Image Metadata: My Approach

 This is part 4 of my series on metadata for scanned pictures.

Part 1: The Scanned Image Metadata Project

Part 2: Standards, Guidelines, and ExifTool

Part 3: Dealing with Timestamps

Part 4: My Approach (this post)

Part 5: Viewing What I Wrote

Part 6: The Metadata Removal Problem

Part 7: Thoughts after 4000+ Scans


 

In part 3, I mentioned that I use the standard "description" fields to hold what I truly know about when a picture was taken and developed. That's not all I put into these fields. I also include:

  • Descriptive text I have for the picture, e.g., written on the slide frame or the back of the picture. For the sample slide at right, it's "Tim Johnson's equipment". (Update 25 July 2023: per this blog post, I now also include the name of the set of pictures an image is from, if there is one.)
  • The source of the image, e.g., that it came from a slide.

The "description" fields are permitted to contain newlines, but I've found that many programs display only the first line of multi-line values.  I therefore put everything on a single line, and I use vertical bars to separate different pieces of information. For example, this is my "description" value for the sample slide:

Tim Johnson's equipment | Taken 7/1992 | Developed 8/1992 | Scanned 35mm slide

Some of this text is unique to the picture, some is boilerplate (e.g., "Taken" and "Developed"), and some is likely to be repeated in the metadata for other images (e.g., "Scanned 35mm slide"). Programs aimed at metadata entry often support templates that reinforce formatting decisions and reduce the need to enter information more than once. A template for the "description" fields for my 35mm slides could look like this,

??? | Taken ??? | Developed ??? | Scanned 35mm slide

 where "???" is placeholder text for slide-specific information that must be entered manually.

I explained in part 3 how I take what I know about when a picture was taken and turn it into a timestamp for the standard "when taken" metadata fields. I also explained that I expect the scanner to automatically write a "when scanned" timestamp into the image file. Scanners can also be configured to write a copyright notice into one or more of the standard "copyright" fields.
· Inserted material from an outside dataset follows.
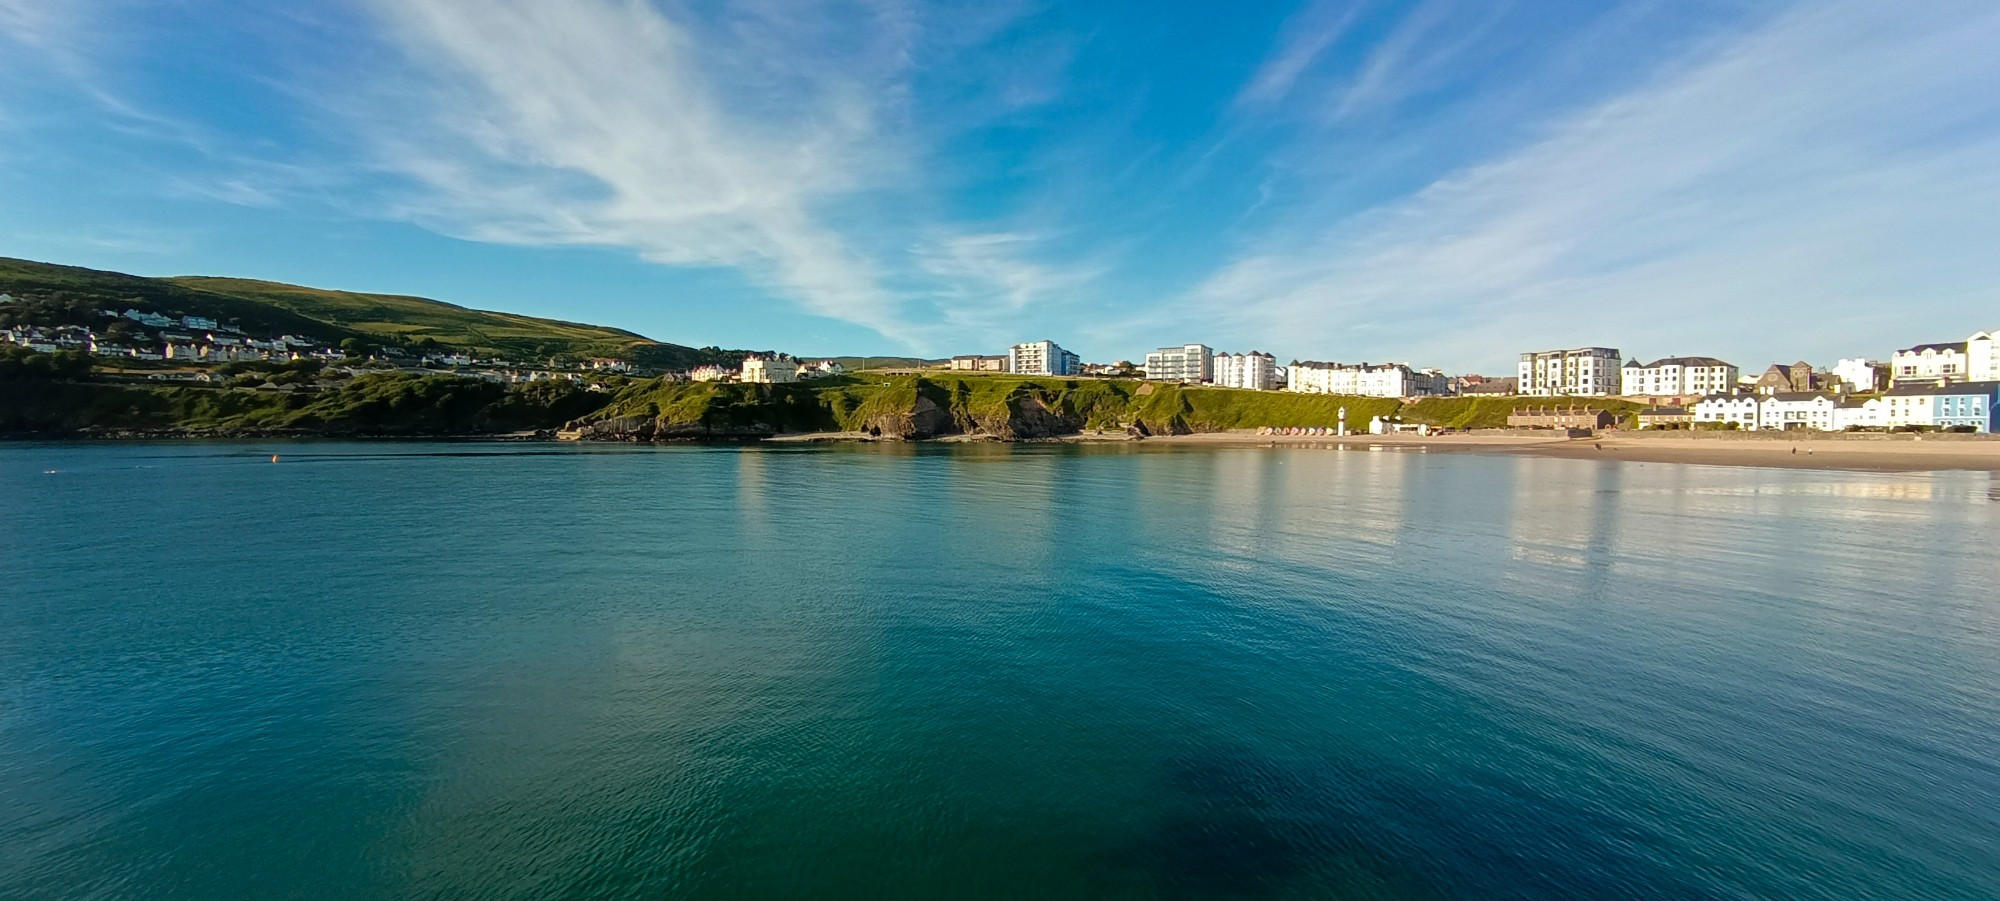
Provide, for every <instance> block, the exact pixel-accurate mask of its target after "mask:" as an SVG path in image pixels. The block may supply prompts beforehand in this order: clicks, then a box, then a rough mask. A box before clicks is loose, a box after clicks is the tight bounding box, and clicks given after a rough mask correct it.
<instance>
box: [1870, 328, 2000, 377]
mask: <svg viewBox="0 0 2000 901" xmlns="http://www.w3.org/2000/svg"><path fill="white" fill-rule="evenodd" d="M1982 334H1984V332H1982ZM1990 340H1992V338H1988V342H1990ZM1986 354H1988V356H1990V354H1992V350H1990V348H1988V350H1986ZM1970 366H1972V358H1970V342H1966V340H1960V342H1942V344H1918V346H1908V348H1902V350H1896V356H1892V358H1890V374H1892V376H1894V378H1896V384H1920V382H1930V384H1936V382H1942V380H1954V382H1958V380H1968V378H1970V374H1968V372H1970Z"/></svg>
Because that can be made fully automatic and might protect my interests, I do it.

The following, then, is the metadata I write and the complete names of the fields I write into. (In posts prior to this one, I've sometimes omitted the namespace specifier when discussing XMP fields.)

  • A description of the image, including the set it's from, what's in it, when it was taken, when it was developed, and the source that gave rise to it. This is written to Exif's ImageDescription, IPTC's Caption-Abstract, and XMP's dc:description fields.
  • A "when taken" timestamp. It goes into Exif's DateTimeOriginal, IPTC's DateCreated and TimeCreated, and XMP's photoshop:DateCreated fields.
  • A "when scanned" timestamp. It's written to Exif's DateTimeDigitized, IPTC's DigitalCreationDate and DigitalCreationTime, and XMP's xmp:CreateDate fields.
  • A copyright notice, which is put into Exif's Copyright, IPTC's CopyrightNotice, and XMP's dc:rights fields.
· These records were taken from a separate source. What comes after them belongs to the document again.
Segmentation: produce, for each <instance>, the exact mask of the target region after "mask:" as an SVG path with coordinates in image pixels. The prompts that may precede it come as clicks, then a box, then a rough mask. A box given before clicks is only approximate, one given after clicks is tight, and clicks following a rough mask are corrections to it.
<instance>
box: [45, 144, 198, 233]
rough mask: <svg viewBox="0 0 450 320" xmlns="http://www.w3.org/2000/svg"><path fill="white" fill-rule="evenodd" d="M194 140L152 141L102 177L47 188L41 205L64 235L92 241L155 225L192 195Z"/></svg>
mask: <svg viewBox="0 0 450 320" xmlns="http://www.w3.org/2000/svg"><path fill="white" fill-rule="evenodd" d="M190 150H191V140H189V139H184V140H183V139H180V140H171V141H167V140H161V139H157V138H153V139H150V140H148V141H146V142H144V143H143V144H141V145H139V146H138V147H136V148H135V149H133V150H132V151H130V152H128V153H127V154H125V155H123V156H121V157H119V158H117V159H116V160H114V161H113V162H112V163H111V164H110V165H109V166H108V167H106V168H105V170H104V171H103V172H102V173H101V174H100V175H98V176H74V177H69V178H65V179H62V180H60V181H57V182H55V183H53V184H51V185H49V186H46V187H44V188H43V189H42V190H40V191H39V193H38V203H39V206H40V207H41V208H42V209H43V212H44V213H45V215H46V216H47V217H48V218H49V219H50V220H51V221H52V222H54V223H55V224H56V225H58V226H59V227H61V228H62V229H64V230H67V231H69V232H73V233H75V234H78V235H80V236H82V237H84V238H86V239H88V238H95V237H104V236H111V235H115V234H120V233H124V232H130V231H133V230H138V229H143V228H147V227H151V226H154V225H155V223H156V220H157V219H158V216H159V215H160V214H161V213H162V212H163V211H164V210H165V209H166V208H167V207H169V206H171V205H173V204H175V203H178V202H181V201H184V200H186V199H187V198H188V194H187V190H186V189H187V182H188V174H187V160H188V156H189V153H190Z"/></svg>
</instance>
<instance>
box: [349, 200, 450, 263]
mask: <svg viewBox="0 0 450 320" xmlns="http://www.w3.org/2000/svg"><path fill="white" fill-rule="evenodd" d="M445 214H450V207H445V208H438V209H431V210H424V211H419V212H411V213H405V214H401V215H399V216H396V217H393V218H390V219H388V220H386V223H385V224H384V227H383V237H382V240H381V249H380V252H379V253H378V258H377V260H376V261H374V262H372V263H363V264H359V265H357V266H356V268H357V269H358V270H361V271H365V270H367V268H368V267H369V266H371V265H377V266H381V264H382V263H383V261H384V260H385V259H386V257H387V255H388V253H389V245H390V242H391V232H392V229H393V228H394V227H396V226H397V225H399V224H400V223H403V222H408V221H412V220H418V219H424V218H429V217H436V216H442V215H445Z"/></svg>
The guidelines from the Metadata Working Group specify that the corresponding Exif, IPTC, and XMP fields for descriptions, "when taken", "when digitized," and copyright should be kept in sync, so some (but not all) programs will update all three fields in a set if you write to any of them. With ExifTool, you can use the MWG composite fields Description, DateTimeOriginal, CreateDate, and Copyright to set a value for the fields in all three standards at once.
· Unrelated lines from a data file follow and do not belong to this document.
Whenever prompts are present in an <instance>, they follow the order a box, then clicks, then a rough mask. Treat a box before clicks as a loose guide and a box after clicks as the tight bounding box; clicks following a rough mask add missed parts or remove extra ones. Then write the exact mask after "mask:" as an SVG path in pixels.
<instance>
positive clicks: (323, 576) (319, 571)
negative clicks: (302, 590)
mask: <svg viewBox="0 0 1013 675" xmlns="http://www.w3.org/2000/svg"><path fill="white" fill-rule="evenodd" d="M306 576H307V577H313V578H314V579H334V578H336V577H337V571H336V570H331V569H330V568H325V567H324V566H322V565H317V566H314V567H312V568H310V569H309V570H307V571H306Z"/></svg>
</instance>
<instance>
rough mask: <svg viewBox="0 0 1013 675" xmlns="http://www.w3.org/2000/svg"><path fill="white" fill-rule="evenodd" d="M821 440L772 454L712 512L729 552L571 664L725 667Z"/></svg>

An alternative to explicitly writing the same values to fields in Exif, IPTC, and XMP is to write values to the fields for one of these standards, then copy them into the fields for the others. For example, scanning software and a GUI program could be used to write values to Exif fields, and ExifTool could be used to copy the Exif values into the metadata blocks for IPTC and XMP. Given a file named myScannedImage.jpg, this command would do the trick:

exiftool -ApplicationRecordVersion=4
-MWG:Description<EXIF:ImageDescription
-
MWG:DateTimeOriginal<EXIF:DateTimeOriginal
-
MWG:CreateDate<EXIF:CreateDate
-MWG:Copyright<EXIF:Copyright
myScannedImage.jpg

Minor variations on this command would use IPTC or XMP instead of Exif as the source of the fields to be copied. 

Yes, this looks like black magic, and no, I'm not going to explain how it works. (ExifTool has very comprehensive online documentation.) It looks even blacker when you type the command on a single line, which is how you'd typically do it. My point is that this approach guarantees consistency among Exif, IPTC, and XMP, yet requires manually entering information only for Exif. ExifTool can be applied to many files at once, so if you have lots of files with fields to copy, it can make quick work of a big job.

I want the metadata I embed in image files to be as widely and easily accessible as possible, so my approach is very conservative. I use only widely supported, standard fields, and I'm careful to put the same values into the Exif, IPTC, and XMP fields that are supposed to mirror one another.